The Weapon (2000)

This one was made near Pittsburgh for a reported two thousand dollars.

Matt Kambic wrote and directed and it would be a challenge to count all the people in the credits named “Kambic”.  There are a lot of them.

In fact, about two-thirds of the people in the credits have one of four or five last names.  This is that sort of a film.

What we’re looking at is an incredibly ambitious project, with an epic scope, about a world devastated by the terrible “weapon” of the title, and the political machinations which lead to a scientist being sent into the wasteland to retrieve the weapon from its hiding place.  He thinks he’s going to get to study it, but the real plan is, of course, to use its devastating power.

The devastated future here is particularly well thought out, with its history and constitution turned into a sacred book, and the whole system, draped in a secular religion:  a near-worship of the water the government doles out sparingly complete with its own litany:  “The Water flows for all and always.”  Ultimately, it is a sort of a futuristic Caesaropapism, but one that is coming apart at the seams as more and more people question the authority of the government.

As one would expect from this sort of film, the acting is flat, the laboratory set is actually the kitchen of a small Lutheran parish, and the sound quality is appalling (admittedly one of the hardest things to get right, although you’d think they could have re-looped at least some of the dialogue.  And when will amateur filmmakers learn that you’re supposed to put wireless mikes on the actors?), and it isn’t always easy to tell what’s going on.

But they have flying bikes.  And digitally extended sets.

Now that’s something you don’t see in most $2000 dollar films.

All in all, it’s an interesting – and earnest – little film, good enough to earn a run on Netflix and a DTV release on Brentwood’s Galaxy of Terror set, along with three of the Polonia brothers equally zero-budgeted films.  One misses the brothers’ sense of humor, perhaps, but it still seems a shame that Matt never went on to make another film.

It’s worth a look –  at least for those willing to set aside their expectation of Hollywood perfection.



2 thoughts on “The Weapon (2000)

  1. Hi Mark,

    Thanks for the thoughtful review.

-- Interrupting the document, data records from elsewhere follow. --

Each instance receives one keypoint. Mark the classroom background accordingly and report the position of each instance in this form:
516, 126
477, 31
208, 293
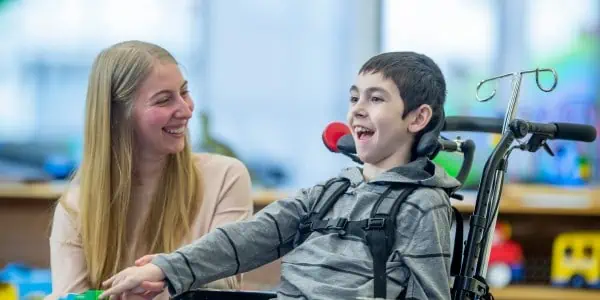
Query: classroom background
267, 76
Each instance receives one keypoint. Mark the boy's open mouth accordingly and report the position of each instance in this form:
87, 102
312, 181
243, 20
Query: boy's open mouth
363, 133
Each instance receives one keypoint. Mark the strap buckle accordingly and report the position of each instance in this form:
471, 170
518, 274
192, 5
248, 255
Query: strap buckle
339, 224
375, 223
305, 226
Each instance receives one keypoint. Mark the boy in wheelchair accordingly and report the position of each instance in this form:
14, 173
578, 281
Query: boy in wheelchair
380, 231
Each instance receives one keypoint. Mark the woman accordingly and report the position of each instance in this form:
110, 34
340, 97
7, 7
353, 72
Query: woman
139, 188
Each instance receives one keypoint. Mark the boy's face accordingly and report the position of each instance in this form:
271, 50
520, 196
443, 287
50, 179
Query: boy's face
382, 137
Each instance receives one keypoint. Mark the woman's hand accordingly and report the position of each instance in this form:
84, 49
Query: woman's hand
146, 281
145, 259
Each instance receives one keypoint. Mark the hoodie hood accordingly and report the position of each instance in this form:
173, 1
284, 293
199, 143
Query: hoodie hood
421, 172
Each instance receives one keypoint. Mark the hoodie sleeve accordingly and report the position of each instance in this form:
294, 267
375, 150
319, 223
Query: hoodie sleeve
423, 244
236, 248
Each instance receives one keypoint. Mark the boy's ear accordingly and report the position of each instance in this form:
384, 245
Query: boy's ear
419, 118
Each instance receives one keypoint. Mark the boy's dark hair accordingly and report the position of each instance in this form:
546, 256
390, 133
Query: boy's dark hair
417, 77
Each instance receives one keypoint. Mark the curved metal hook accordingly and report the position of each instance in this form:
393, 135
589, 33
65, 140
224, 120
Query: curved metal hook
493, 92
537, 79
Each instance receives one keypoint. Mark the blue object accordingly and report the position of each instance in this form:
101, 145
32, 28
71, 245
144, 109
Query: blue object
29, 282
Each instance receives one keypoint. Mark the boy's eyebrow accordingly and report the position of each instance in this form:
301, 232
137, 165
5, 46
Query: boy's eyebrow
370, 90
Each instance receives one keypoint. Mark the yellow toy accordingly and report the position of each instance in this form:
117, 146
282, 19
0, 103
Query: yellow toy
576, 260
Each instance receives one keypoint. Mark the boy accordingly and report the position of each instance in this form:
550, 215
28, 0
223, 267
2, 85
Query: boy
396, 98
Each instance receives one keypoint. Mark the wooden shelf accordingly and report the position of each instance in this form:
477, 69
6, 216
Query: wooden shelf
525, 292
516, 198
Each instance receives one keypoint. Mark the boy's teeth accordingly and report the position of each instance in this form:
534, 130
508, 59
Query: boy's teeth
176, 131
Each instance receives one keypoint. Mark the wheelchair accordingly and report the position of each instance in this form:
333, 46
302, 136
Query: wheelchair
470, 282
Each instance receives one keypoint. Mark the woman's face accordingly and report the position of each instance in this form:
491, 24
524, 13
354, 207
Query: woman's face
161, 111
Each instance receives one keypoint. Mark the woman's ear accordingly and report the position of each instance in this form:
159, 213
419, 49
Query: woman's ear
420, 118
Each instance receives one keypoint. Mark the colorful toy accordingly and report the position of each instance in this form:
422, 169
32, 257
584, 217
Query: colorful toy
19, 282
576, 260
506, 258
88, 295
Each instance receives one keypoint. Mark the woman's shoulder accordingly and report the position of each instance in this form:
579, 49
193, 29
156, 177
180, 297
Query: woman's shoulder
213, 164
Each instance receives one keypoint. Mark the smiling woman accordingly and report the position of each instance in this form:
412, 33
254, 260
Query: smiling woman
139, 188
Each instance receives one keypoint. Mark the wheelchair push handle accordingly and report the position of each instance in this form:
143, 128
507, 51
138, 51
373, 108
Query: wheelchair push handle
561, 131
473, 124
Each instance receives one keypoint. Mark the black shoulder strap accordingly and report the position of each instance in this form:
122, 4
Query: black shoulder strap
333, 189
458, 244
381, 233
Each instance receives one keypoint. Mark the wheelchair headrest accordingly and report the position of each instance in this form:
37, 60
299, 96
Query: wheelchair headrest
428, 145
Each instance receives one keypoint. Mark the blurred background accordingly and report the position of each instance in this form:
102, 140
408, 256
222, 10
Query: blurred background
267, 76
259, 70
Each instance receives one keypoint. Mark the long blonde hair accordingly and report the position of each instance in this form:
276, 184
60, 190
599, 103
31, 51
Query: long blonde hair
105, 174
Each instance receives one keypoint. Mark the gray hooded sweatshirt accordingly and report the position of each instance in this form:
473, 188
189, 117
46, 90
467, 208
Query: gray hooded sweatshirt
330, 266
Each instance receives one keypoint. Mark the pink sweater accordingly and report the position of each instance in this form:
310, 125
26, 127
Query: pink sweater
227, 198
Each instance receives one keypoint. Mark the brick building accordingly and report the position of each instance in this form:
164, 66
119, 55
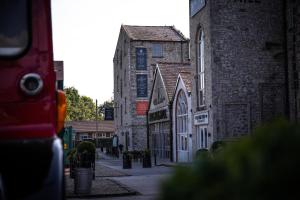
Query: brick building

The Weapon was indeed a labor of love. I like to call it a ‘home movie gone awry’. But I loved every minute of making it. (Inadvertently, making the movie led to work for Disney.)

    I certainly appreciate a reviewer who understands the limitations of this kind of filmmaking and is willing to justify the work on the merits manifesting inside those limits.

    For more on my current projects, including a recently published sci-if novel that’s won two awards, check out my website: There’s more about the movie there, also.

    I see you live in Warren, PA. I lived in Pittsburgh until 2013; now live in Middle Earth, a half hour from Hobbiton in New Zealand.

    Good luck with your blog. I just saw Thor Ragnarok- a splendid comedy of thrills.

    Matt Kambic


    1. Thanks for the kind words Matt! I”m always happy to give a shout out for a “local” boy (even if he has gone Hobbit on us)! Glad to hear that your labor of love paid off.

      I always try to review films on their own terms, and frankly I find it sad how often people will trash some interesting lo-fi effort, simply because it isn’t as glossy as the latest 100 million blockbuster from Hollywood. Frankly, I think we can use all the “Garage Band” filmmakers out there we can get, turning out unique and strange films outside the monolithic entertainment industry.

      So thanks for your hard work and passion. We need more of it!